For this Court to consider whether the suit was filed with the authority of the Plaintiff Company through a valid resolution or otherwise and whether the application has any merits, it must in essence determine who are the lawful directors of the Company. The Defendants rely on the letter dated 3rd March 2006 from the office of the Registrar – General which sets out the list of directors of the Company. It includes the 3 Defendants as directors. The Plaintiff in its reply alleges that this is a forged document and the 3 Defendants are imposters. The Plaintiff denies that the three are directors and members of the Plaintiff Company.
In the light of the foregoing, I hereby do find that there is a serious dispute between the Plaintiff and the 3 Applicants herein as to the authenticity and validity of the letter dated 3rd March, 2006. There is a serious controversy as to the true and lawful directors of the Company. The Plaintiffs alleges that the letter is a forgery. It claims that it has commenced Criminal proceedings against the three Defendants though there is no evidence before this Court that the matter was referred to the Police.
This Court at this stage is unable to determine and rule as to who were the true and lawful directors of the Company at the time the Suit was instituted. The affidavits and contents are not adequate for a fair and accurate finding by the Court on this contentious issue.
There are two possible ways for this question to be determined. These are:-
1. Either these proceedings to be stayed for investigations to be carried out by the Registrar of Companies or the Police,
2. The parties amend their pleadings to include this question so that it is determined within the suit.
This Court would not direct stay of proceedings to enable Criminal Investigations to be carried out. This is a matter for the Plaintiff to consider. It would also delay the expeditious disposal of the suit. I would recommend that for an effectual and wholesome determination of this suit, that the 3 Defendants /Applicants do amend their defence to specifically respond to the allegation that they are not members of the Plaintiff Company as pleaded in paragraph 14 of the Plaint. It is noted that the 1st Defendant alleges that in August, 1997, it entered into a Sale agreement with the lawful representatives /agents of the Plaintiff, to wit, the 4th, 5th and 6th Defendants. This demonstrates that the dispute as to who are the true directors of the Company is a common issue between the parties.
In the light of the foregoing, this Court cannot strike out the Plaintiff’s suit on the ground that the suit has been instituted without the authority and resolution of the Company. It is not quite certain and clear at this stage as to who are the directors of the Company and authorized to institute this suit in the name of the Company. Equally, the alleged directorship of the 3 Defendants is seriously disputed and can only be determined upon a full hearing by way of viva voce evidence.

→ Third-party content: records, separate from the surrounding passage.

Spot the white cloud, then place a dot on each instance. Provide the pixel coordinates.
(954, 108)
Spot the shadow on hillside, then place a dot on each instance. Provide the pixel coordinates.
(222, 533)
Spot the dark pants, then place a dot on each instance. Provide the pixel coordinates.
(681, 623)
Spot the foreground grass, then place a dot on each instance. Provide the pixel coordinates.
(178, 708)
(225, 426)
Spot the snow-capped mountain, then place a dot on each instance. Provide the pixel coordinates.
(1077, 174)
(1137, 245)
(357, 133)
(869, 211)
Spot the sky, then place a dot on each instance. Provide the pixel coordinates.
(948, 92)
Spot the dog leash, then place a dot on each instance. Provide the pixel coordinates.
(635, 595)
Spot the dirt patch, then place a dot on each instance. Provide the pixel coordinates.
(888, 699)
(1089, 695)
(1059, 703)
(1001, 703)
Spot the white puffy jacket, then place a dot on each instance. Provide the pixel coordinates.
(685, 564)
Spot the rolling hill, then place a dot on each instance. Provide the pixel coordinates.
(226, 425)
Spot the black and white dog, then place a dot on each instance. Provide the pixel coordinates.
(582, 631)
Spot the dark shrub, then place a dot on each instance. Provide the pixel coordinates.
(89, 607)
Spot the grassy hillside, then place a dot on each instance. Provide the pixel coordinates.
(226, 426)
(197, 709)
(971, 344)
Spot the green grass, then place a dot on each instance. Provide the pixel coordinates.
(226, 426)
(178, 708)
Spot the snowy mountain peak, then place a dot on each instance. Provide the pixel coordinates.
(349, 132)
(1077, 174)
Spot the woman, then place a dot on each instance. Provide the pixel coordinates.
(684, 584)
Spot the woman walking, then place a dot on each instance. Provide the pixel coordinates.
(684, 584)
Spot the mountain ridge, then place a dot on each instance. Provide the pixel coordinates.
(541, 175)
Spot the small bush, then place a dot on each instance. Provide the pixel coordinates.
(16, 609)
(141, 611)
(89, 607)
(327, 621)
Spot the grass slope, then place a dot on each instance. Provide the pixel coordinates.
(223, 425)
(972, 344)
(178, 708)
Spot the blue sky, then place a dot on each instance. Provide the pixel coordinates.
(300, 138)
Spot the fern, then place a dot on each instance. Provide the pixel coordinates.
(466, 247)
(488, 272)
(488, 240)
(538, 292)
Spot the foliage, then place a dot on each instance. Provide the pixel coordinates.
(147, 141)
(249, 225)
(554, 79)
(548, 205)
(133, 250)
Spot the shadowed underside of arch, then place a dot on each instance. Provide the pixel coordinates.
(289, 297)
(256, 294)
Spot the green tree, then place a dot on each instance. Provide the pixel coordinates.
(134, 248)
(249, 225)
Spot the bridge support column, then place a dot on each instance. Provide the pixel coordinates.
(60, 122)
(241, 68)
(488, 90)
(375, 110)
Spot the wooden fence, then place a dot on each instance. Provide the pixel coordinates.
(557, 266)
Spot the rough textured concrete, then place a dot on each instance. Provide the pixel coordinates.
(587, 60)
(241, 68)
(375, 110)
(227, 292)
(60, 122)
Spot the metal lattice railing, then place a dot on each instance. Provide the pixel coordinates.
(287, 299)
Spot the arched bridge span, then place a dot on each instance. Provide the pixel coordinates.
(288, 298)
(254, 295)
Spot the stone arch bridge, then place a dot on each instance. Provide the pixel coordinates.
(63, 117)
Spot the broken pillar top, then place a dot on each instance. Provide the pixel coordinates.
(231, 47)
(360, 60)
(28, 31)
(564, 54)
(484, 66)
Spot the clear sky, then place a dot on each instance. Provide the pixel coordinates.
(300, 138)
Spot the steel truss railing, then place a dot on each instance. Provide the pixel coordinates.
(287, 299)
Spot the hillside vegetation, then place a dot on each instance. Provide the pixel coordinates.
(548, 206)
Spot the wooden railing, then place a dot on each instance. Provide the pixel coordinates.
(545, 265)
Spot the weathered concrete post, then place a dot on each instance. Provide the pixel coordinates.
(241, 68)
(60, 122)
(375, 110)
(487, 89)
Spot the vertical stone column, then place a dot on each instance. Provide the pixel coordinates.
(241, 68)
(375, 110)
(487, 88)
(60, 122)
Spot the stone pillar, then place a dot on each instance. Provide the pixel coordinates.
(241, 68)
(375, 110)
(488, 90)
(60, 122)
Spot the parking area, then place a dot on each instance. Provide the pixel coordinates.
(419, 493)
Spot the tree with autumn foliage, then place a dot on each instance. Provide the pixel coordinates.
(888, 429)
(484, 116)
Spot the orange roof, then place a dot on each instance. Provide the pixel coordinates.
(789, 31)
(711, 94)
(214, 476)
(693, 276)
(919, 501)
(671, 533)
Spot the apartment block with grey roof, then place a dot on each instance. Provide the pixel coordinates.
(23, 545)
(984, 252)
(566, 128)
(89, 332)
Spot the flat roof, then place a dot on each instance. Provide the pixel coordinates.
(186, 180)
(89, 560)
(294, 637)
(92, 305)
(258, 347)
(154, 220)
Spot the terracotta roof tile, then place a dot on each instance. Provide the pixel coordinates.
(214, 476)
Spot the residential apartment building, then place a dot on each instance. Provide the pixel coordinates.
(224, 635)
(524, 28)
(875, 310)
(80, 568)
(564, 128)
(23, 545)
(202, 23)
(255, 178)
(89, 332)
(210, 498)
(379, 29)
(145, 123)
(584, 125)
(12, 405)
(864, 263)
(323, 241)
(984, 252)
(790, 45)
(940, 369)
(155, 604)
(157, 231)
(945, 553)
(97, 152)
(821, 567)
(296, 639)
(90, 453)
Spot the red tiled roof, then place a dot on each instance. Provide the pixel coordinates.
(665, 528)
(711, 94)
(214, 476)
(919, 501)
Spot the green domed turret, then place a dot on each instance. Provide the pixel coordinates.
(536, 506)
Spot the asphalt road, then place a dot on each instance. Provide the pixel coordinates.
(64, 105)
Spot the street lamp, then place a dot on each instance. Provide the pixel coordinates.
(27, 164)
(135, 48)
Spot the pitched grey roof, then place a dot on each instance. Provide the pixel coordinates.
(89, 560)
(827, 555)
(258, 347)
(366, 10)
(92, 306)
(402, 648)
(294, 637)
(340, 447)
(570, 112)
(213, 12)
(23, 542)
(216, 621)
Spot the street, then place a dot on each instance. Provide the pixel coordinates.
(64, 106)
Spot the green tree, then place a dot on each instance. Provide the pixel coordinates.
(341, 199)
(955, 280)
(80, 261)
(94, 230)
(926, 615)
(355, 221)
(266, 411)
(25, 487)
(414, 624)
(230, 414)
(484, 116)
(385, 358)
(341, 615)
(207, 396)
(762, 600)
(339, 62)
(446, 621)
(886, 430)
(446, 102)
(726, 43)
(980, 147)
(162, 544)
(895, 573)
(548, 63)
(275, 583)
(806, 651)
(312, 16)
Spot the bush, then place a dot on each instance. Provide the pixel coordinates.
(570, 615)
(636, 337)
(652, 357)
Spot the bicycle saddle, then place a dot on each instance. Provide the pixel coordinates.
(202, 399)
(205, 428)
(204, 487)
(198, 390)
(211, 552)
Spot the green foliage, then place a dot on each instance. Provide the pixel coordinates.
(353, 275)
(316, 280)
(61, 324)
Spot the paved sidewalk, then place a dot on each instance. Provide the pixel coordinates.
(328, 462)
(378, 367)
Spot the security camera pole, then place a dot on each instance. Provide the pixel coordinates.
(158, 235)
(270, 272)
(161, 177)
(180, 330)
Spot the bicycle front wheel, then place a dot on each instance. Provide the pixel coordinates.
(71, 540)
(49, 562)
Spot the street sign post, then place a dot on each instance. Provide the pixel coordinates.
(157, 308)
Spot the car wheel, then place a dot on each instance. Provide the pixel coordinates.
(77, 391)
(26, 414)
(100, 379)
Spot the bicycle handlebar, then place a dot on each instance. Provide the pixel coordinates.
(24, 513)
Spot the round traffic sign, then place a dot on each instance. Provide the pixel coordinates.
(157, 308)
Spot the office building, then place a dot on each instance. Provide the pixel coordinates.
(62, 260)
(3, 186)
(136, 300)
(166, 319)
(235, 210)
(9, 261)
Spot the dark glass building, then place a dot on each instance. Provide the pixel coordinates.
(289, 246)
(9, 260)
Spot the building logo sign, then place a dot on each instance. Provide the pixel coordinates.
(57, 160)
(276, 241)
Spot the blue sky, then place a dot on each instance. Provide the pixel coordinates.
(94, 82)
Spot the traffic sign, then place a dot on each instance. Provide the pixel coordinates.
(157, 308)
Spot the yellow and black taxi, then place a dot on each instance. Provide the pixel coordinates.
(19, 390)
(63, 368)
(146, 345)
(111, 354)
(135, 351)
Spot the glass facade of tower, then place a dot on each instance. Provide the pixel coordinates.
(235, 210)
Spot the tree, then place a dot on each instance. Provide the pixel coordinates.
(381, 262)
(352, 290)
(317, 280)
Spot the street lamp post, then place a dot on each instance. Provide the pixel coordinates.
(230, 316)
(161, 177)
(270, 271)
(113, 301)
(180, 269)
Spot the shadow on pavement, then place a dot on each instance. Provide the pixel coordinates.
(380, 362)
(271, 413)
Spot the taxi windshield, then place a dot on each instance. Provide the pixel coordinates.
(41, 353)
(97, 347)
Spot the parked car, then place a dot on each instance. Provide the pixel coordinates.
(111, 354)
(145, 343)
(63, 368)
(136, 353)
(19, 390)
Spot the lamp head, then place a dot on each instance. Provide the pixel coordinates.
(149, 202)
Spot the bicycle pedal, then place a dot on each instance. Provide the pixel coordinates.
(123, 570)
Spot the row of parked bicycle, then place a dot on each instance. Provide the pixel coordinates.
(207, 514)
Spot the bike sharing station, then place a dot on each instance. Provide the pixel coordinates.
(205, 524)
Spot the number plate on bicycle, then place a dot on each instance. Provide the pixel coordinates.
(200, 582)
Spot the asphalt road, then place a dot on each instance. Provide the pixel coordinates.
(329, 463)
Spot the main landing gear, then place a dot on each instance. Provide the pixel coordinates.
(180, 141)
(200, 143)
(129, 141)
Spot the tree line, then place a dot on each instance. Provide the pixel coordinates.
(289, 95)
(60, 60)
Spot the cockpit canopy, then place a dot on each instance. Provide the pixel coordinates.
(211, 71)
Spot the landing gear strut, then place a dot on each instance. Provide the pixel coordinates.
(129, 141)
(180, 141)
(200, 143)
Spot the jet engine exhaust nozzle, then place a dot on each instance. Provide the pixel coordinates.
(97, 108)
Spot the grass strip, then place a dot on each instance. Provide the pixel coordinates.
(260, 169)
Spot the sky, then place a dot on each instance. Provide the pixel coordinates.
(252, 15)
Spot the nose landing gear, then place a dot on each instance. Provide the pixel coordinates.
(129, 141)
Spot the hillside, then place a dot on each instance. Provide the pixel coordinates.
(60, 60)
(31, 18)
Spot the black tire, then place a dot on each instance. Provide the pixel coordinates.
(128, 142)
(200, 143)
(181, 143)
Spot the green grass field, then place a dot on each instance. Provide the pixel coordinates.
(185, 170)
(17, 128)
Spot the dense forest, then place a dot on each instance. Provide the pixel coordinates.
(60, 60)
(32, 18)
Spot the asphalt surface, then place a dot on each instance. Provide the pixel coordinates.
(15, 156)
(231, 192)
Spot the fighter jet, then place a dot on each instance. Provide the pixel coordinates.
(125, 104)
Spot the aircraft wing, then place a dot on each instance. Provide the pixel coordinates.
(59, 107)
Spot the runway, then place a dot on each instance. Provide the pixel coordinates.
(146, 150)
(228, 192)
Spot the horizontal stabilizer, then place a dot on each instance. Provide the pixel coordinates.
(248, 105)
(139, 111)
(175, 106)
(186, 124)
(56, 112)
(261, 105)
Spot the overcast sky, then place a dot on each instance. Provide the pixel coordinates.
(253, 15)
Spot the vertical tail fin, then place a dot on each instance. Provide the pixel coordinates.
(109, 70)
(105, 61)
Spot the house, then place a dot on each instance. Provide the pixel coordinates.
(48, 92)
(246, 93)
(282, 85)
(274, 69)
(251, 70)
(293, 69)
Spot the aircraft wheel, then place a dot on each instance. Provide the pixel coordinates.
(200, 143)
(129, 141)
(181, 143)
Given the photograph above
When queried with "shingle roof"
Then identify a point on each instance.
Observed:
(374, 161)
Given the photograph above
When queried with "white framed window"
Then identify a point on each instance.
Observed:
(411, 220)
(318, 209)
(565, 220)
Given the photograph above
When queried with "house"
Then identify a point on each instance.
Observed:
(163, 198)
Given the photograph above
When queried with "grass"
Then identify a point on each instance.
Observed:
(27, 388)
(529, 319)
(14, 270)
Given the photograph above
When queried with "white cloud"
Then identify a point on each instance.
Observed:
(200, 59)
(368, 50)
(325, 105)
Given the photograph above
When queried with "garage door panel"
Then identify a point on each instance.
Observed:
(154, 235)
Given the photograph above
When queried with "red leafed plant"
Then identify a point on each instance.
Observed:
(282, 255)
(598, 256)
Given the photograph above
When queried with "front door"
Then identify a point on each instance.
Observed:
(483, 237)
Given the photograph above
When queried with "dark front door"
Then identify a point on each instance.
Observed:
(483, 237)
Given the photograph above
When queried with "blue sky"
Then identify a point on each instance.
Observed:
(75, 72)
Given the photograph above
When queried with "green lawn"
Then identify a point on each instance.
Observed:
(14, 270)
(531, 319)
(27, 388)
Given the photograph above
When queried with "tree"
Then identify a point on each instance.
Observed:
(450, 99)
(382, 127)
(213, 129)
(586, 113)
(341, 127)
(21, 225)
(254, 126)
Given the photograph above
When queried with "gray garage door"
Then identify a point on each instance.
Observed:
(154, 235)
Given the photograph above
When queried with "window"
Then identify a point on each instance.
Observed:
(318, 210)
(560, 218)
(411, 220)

I therefore do hereby dismiss the Application. Since I think that the application was not frivolous in the circumstances considering the existence of the letter dated 3rd March, 2006, costs shall be in the cause.
Under the powers of this Court under Rule 13 (1), I do hereby order that the 4th, 5th and 6th Defendants do file an Amended Defence within the next 45 days (considering the on-coming Christmas
Vacation). Orders accordingly. The Plaintiff to file a Reply within 21 days of service.
DATED AND DELIVERED AT ELDORET ON THIS 20TH DAY OF DECEMBER 2007.